Other Books by Mary C. Blowers

My Blog

Chapter 1

Chapter 2

Chapter 3

Chapter 4

For More Information

Chapter 1

It was the spring of 1572. The trees were leafed out making her hiding place much safer. She loved to climb the tree and feel the wind in her hair and her skirts. And before the leaves appeared, she could see father than ever, to the edge of town, to the mountains beyond. When she could be alone, she could think. Changes were happening to her pubescent body and she wasn’t sure what to expect. She knew that someday she would be expected to marry and that just seemed so foreign to her. Why would she want to live with a man, to sleep with a man, and make babies? Why couldn’t things stay just as they were now, when she had free time and didn’t have to do any work?

Erzsebet Bathory was missing again for dinner. After looking everywhere, including the barn, her sister sent the stable boy out to find her, and he discovered her hiding spot. She would not come down and teased him, flashed him, pulling up her skirts. He climbed up after her, big strapping young man, and wrapped an arm around her waist and carried her down, with her fighting all the way.  “What are you fighting for?” He asked her. “You know you want me.”

“Ha! That’s what you think.”

The servant brought her to the house and into the kitchen. “Found her climbing a tree,” he boasted.

“A tree??  Whatever for?” Said Lucy, the cook.

“You’re twelve years old, Erzsebet. You need to think about your reputation. Soon you will need to marry and who will have you if you’ve been climbing trees and running hither and yon across the countryside?” The servant boy winked at her.  What does that mean, she thought.
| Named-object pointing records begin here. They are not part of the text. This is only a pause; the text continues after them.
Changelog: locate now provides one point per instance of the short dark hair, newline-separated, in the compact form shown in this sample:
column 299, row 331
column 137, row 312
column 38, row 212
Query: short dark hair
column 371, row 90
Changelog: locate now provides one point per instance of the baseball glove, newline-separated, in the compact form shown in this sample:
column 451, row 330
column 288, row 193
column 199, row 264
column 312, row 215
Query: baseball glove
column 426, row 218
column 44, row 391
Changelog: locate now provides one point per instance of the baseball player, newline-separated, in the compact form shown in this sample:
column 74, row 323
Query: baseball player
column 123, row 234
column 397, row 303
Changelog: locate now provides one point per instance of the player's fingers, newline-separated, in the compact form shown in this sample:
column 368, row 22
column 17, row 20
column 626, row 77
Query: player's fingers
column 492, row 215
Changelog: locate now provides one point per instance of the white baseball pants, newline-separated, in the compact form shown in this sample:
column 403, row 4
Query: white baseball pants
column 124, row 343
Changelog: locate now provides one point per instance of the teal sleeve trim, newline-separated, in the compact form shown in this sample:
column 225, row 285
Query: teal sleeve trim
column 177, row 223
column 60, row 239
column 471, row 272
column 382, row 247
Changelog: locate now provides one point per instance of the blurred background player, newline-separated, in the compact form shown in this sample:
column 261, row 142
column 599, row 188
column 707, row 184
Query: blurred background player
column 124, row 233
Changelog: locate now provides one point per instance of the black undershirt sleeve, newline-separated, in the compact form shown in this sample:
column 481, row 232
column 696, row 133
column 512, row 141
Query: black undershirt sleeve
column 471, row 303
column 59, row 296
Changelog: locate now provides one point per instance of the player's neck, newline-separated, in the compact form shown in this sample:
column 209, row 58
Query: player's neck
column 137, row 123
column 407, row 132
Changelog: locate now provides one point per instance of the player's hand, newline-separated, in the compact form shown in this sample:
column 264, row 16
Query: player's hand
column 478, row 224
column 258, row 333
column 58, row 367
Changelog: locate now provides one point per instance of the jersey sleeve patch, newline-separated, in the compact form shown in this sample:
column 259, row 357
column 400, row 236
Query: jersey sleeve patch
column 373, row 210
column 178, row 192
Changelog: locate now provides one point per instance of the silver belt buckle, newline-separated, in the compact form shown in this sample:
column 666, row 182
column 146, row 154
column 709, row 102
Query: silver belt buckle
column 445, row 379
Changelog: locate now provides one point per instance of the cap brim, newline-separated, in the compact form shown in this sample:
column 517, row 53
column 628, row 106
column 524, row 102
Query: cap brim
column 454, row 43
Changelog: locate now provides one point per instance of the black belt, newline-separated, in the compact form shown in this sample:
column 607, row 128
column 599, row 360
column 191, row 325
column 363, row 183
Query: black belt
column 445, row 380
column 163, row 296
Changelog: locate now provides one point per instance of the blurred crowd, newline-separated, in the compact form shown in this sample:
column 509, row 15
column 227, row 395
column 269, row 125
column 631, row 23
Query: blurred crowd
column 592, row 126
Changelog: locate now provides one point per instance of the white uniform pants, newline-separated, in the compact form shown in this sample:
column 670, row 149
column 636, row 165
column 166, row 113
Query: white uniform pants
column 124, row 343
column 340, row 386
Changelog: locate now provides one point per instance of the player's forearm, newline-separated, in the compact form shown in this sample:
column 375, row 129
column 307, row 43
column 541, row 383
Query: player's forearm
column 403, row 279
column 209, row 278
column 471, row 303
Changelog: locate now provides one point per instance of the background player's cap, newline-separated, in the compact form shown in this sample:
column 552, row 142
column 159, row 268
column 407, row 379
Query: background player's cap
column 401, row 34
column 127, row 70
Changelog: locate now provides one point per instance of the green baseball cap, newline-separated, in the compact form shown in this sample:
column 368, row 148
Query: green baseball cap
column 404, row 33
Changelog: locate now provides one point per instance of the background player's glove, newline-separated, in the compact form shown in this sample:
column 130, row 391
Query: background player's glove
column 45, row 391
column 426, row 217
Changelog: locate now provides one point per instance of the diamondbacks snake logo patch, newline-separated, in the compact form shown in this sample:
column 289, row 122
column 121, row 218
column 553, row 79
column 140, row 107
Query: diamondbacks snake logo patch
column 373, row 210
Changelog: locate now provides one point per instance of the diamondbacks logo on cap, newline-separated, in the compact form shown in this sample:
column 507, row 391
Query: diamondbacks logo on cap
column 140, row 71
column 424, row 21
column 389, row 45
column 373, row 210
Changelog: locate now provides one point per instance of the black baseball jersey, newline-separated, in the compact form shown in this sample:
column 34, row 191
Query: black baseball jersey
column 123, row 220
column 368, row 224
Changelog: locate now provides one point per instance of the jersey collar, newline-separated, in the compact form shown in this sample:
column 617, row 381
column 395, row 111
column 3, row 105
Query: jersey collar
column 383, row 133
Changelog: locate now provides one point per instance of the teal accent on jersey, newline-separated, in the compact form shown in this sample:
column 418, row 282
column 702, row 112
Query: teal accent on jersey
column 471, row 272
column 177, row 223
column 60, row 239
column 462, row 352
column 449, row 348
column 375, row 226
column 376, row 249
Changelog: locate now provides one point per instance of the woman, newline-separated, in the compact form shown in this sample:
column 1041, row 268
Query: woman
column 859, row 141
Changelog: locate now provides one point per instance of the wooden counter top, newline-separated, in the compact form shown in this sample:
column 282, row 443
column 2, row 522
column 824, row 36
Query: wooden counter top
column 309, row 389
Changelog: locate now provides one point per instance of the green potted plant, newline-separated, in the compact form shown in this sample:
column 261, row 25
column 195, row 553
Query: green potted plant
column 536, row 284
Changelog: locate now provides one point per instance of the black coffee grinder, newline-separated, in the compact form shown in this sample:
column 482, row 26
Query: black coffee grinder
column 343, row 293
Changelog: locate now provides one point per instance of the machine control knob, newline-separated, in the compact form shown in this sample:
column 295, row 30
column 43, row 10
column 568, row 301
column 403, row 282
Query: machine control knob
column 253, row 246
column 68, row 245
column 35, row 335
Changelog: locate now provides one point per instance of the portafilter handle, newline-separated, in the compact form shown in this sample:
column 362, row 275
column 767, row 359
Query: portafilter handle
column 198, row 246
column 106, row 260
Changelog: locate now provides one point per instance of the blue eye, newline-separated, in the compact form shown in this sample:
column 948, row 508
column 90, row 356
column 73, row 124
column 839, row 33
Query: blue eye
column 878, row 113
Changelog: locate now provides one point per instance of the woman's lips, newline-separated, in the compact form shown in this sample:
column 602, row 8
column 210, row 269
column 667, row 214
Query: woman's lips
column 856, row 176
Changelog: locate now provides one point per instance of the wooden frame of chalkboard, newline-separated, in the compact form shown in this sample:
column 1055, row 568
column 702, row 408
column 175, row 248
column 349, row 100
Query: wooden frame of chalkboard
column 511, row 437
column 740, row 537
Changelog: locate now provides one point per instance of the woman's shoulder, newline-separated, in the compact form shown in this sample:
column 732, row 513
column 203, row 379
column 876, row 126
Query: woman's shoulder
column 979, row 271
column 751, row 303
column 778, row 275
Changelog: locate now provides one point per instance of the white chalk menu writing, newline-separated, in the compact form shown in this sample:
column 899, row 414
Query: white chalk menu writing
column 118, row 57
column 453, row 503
She remembered how his arm had felt around her waist. How she could smell his clothing on her, still. A little later, she picked at her dinner.
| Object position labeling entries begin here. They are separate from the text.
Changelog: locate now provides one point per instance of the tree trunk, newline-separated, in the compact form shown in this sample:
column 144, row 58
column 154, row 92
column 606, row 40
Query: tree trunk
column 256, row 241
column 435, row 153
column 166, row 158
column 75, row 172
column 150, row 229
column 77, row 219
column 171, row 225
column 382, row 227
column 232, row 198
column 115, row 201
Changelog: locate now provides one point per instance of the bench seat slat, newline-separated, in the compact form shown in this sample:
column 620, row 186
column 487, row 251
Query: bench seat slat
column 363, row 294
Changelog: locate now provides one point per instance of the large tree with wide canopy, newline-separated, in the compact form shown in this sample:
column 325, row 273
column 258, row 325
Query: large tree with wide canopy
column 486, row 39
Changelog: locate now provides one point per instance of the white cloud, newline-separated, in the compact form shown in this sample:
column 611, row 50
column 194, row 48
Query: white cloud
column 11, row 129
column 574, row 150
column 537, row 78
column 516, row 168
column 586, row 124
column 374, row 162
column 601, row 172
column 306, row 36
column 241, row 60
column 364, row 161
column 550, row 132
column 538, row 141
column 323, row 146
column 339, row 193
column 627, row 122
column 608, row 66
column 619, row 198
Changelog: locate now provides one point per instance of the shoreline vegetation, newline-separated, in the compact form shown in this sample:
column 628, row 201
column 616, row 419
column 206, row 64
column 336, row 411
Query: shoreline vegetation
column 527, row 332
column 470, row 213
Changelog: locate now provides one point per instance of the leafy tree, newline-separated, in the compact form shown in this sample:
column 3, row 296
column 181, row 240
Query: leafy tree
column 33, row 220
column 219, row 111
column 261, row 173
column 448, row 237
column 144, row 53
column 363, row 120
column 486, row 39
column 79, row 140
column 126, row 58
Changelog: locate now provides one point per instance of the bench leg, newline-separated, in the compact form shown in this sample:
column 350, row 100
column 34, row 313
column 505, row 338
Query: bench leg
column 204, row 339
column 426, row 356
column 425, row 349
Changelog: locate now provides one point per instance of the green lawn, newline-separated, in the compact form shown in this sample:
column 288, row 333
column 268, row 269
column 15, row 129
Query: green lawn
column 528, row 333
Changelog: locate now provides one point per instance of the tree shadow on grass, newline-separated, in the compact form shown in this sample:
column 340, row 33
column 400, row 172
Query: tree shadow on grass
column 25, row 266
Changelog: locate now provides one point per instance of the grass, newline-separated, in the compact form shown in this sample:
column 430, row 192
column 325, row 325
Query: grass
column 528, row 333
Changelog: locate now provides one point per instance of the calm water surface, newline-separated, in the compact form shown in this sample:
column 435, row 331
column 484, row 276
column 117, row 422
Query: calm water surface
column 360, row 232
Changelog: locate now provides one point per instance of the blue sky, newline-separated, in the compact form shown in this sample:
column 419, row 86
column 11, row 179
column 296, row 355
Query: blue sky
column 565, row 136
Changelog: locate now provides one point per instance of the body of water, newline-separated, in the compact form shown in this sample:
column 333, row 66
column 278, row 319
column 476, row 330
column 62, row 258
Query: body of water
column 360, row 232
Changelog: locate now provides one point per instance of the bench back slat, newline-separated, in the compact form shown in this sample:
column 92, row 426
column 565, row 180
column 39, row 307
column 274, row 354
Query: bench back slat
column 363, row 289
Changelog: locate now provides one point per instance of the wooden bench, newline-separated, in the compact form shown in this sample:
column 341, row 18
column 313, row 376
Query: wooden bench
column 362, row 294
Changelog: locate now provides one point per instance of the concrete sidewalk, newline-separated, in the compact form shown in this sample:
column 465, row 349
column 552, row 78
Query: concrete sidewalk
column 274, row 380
“Why aren’t you hungry, girl, after all that running about? Are you unwell?”

“My stomach hurts,” she lied. Her mother and the cook looked at each other.  The unspoken agreement was, it’s time. She’s becoming a woman.

Her mother, Anna Bathory, came and talked to her later that evening when she had gone to her room. Anna found her sitting on her bed holding her stomach. “Are you in pain? Have you begun your moon-time?” She asked Erzsebet. “Yes,” Erzsebet replied. “You’re a woman now, dear,” her mother sighed, and carefully explained about the bleeding and the way to keep herself clean. “Let me get you a hot towel. It will help with the pain.”

Anna went to the cook and asked for a hot towel. Lucy heated a small amount of water and soaked the towel in it. Wringing it out, she gave it to Anna.

“Here,” said Anna, folding the towel to a 12” square. “Lie down and put this on your stomach.”

Erzsebet did as she was told, lying on the soft featherbed with her mother’s handmade red and gold quilt over her. She was grateful for the moist warmth. She had heard about such things but was dismayed that it was now to happen to her—and the inconvenience of the messiness. “But if it didn’t, you couldn’t ever have babies. It’s time that we start making a match for you. I have portraits of several eligible members of the Court but the best thing is to plan to go there this spring.” Erzsebet stared at the tiny painted portraits and then at the stained pantalets she wore. Her mother had obviously started the search without her. “I have to get married?” She wailed. “You do, Erzsebet. We have to match you to someone who can improve our lot. Nothing wrong with us, but your dear father’s gone now, rest his soul, and it never hurts to combine two family’s lands and holdings. An older man will be more established also, and better able to take care of you . . . and me,” she added in a whisper. “He’ll come to live here?” Erzsebet said with hopefulness. Her mother gasped audibly. “Don’t be ridiculous, girl, if things transpire for the best, we will both go to live in his castle!” Erzsebet had far too many questions in her mind, and fell silent. Rebellious though she was, she was afraid to leave her mother altogether. And she loved their home, and even their servants. She knew the acres of property blindfolded, and loved to take long walks there, feeling safe on their own land. She had never really been anywhere else. She just couldn’t imagine not having the planed wood floors, the hand hooked rugs, and the warmth of the fire in the kitchen to warm the stone walls.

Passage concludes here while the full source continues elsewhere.